Using calculus to solve motion in straight line

(a) A = 6.25 m/sec², derivation below followed by answers to the other parts.

Let s(t) = distance of car from where it was at the point in time when brakes first applied (i.e., t=0 is the moment at which the brakes are applied.) We're setting up the problem so that, by definition, s(0) = 0.

We know s''(t) = -A (negative because the car is slowing down).

Therefore s'(t) = -At + C and s(t) = -At²/2 + Ct +D where C and D are constants of integration. Since s(0) = 0, we know D is equal to 0.

On the other hand, we're told that s'(0) = 25 m/sec. so 25 = -A*0 + C = 25

At time t = t_STOP, the car has traveled 50 m and its derivative is 0.

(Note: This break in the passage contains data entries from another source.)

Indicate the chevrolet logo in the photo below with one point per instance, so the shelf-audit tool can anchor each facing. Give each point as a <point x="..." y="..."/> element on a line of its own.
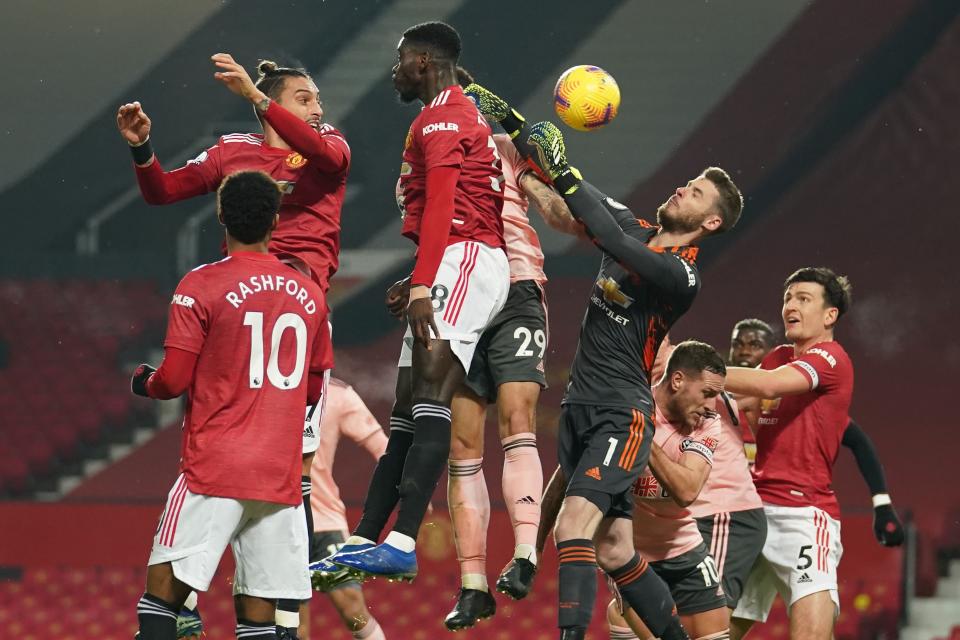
<point x="612" y="293"/>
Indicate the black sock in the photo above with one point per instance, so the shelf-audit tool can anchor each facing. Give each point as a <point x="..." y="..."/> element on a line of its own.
<point x="425" y="464"/>
<point x="649" y="597"/>
<point x="578" y="583"/>
<point x="158" y="619"/>
<point x="247" y="630"/>
<point x="383" y="494"/>
<point x="305" y="486"/>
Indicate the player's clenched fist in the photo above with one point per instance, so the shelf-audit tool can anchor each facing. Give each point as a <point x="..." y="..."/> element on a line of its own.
<point x="133" y="123"/>
<point x="420" y="315"/>
<point x="138" y="383"/>
<point x="397" y="297"/>
<point x="235" y="77"/>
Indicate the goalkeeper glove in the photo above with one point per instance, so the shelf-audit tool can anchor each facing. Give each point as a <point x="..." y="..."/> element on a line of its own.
<point x="886" y="525"/>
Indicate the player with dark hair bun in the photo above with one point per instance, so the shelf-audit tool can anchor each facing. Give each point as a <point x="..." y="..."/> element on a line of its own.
<point x="307" y="158"/>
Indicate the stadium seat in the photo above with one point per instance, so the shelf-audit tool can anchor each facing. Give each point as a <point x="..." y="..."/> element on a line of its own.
<point x="75" y="327"/>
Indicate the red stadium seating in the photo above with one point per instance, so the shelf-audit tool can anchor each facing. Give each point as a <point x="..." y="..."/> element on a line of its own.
<point x="63" y="383"/>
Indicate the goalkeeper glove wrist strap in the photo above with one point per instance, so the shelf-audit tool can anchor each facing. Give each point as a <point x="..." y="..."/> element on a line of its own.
<point x="881" y="499"/>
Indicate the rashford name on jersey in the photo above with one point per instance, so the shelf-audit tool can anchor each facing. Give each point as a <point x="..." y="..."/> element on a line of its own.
<point x="264" y="282"/>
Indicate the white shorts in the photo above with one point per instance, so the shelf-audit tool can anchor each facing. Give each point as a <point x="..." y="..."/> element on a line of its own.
<point x="799" y="558"/>
<point x="269" y="543"/>
<point x="470" y="289"/>
<point x="311" y="423"/>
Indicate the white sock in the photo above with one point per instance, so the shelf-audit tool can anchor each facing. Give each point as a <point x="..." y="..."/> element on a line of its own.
<point x="400" y="541"/>
<point x="527" y="552"/>
<point x="288" y="619"/>
<point x="476" y="581"/>
<point x="358" y="540"/>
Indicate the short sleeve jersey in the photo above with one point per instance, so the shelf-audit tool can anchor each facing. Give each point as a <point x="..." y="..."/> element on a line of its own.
<point x="662" y="529"/>
<point x="804" y="431"/>
<point x="729" y="487"/>
<point x="450" y="132"/>
<point x="345" y="415"/>
<point x="259" y="328"/>
<point x="523" y="243"/>
<point x="626" y="320"/>
<point x="309" y="225"/>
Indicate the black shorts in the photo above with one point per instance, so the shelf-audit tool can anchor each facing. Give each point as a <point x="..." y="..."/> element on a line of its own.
<point x="512" y="348"/>
<point x="602" y="452"/>
<point x="326" y="543"/>
<point x="735" y="539"/>
<point x="693" y="581"/>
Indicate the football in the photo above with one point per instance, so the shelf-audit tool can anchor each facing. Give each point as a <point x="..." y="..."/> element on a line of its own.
<point x="586" y="97"/>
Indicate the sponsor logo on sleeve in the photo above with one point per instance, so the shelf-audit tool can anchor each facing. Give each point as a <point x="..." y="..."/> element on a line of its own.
<point x="811" y="371"/>
<point x="647" y="486"/>
<point x="295" y="160"/>
<point x="691" y="276"/>
<point x="183" y="300"/>
<point x="440" y="126"/>
<point x="823" y="353"/>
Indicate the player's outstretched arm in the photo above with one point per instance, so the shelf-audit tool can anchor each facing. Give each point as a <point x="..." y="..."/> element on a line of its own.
<point x="886" y="524"/>
<point x="493" y="107"/>
<point x="683" y="480"/>
<point x="134" y="126"/>
<point x="551" y="206"/>
<point x="766" y="383"/>
<point x="329" y="152"/>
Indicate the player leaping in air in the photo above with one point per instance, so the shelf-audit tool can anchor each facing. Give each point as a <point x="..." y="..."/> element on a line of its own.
<point x="248" y="340"/>
<point x="647" y="280"/>
<point x="308" y="158"/>
<point x="451" y="201"/>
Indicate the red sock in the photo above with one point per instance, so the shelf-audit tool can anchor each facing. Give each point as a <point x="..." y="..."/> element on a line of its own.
<point x="469" y="506"/>
<point x="522" y="486"/>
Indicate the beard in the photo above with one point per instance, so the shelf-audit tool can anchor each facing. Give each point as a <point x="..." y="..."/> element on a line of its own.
<point x="676" y="222"/>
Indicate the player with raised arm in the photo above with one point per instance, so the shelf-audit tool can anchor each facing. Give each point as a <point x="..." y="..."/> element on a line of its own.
<point x="508" y="368"/>
<point x="752" y="339"/>
<point x="309" y="159"/>
<point x="451" y="202"/>
<point x="247" y="340"/>
<point x="647" y="280"/>
<point x="806" y="387"/>
<point x="665" y="533"/>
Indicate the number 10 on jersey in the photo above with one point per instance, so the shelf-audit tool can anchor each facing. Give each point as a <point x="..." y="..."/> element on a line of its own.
<point x="254" y="320"/>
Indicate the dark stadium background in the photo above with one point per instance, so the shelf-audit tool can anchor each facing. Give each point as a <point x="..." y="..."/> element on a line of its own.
<point x="837" y="119"/>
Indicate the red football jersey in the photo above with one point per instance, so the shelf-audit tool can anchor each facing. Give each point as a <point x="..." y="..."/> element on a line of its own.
<point x="310" y="210"/>
<point x="799" y="436"/>
<point x="450" y="132"/>
<point x="259" y="328"/>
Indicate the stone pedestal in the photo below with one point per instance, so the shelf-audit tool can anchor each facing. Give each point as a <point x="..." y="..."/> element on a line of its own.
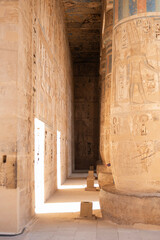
<point x="90" y="181"/>
<point x="86" y="209"/>
<point x="124" y="208"/>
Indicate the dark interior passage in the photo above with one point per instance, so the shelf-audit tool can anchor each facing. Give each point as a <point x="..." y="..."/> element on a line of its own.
<point x="83" y="20"/>
<point x="86" y="115"/>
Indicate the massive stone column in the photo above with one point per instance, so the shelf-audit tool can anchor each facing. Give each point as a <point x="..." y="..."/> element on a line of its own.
<point x="135" y="113"/>
<point x="135" y="116"/>
<point x="105" y="94"/>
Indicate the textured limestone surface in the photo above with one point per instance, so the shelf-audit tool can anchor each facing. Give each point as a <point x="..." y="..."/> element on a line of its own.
<point x="35" y="81"/>
<point x="124" y="208"/>
<point x="105" y="82"/>
<point x="86" y="115"/>
<point x="105" y="179"/>
<point x="103" y="168"/>
<point x="135" y="105"/>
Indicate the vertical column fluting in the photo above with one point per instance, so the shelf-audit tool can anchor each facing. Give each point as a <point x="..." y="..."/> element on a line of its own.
<point x="135" y="108"/>
<point x="105" y="84"/>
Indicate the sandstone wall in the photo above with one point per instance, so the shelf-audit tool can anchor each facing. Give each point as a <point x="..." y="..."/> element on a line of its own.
<point x="86" y="115"/>
<point x="8" y="92"/>
<point x="35" y="81"/>
<point x="136" y="95"/>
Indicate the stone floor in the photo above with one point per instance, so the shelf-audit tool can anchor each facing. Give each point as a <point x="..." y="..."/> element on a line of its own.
<point x="68" y="226"/>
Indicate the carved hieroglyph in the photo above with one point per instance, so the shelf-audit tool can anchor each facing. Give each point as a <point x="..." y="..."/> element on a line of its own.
<point x="135" y="114"/>
<point x="105" y="86"/>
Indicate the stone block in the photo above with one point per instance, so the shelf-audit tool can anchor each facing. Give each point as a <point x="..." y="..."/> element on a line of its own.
<point x="105" y="179"/>
<point x="86" y="209"/>
<point x="91" y="174"/>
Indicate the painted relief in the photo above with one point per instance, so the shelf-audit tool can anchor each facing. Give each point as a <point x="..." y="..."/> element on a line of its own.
<point x="135" y="109"/>
<point x="136" y="62"/>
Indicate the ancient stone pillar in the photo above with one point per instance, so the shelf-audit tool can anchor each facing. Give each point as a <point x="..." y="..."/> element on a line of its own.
<point x="104" y="171"/>
<point x="135" y="110"/>
<point x="105" y="84"/>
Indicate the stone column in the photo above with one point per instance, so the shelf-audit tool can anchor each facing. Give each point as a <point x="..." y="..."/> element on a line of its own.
<point x="105" y="85"/>
<point x="104" y="171"/>
<point x="135" y="110"/>
<point x="135" y="115"/>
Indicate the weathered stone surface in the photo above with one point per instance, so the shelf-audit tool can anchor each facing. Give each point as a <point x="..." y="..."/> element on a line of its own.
<point x="35" y="81"/>
<point x="105" y="179"/>
<point x="105" y="83"/>
<point x="103" y="169"/>
<point x="135" y="109"/>
<point x="124" y="208"/>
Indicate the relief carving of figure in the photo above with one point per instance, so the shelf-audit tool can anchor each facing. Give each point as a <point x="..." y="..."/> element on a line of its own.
<point x="137" y="61"/>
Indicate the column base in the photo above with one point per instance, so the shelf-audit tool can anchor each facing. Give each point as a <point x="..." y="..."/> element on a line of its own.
<point x="129" y="209"/>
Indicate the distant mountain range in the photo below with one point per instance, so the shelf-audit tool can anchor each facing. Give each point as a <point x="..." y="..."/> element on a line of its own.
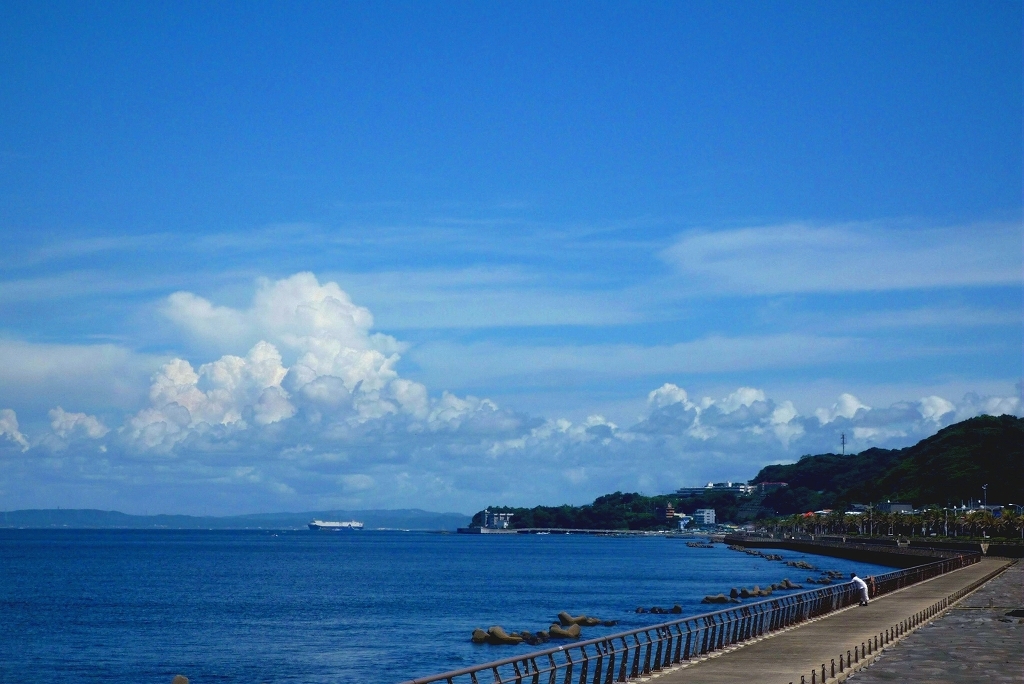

0 = s'(t_STOP) = -At_STOP + 25, or t_STOP = 25/A

Therefore 50 = s(t_STOP) = -At²/2 + 25t.

Plug in 25/A for t_STOP to get 50 = (-A/2)*(25/A)² - 25(25/A). Solving (just algebra, no more calculus necessary at this point), 50 = 625/2A and so A = 6.25

(b) In this case t_STOP = 15/6.25 = 2.4 secs (see below for the reasoning).

Therefore the stopping distance s(t_STOP) = -6.25/2 (2.4)² + 15 (2.4) = 18 ft

54 km/hr = 54,000 meters / 3600 seconds = 15 m/sec

In this case we have 0 = s'((t_STOP) = -6.25t_STOP + 15 (here I'm assuming that the deceleration is the same as in part (a), but have inserted 15 m/sec for initial speed).

For (c), the idea is similar.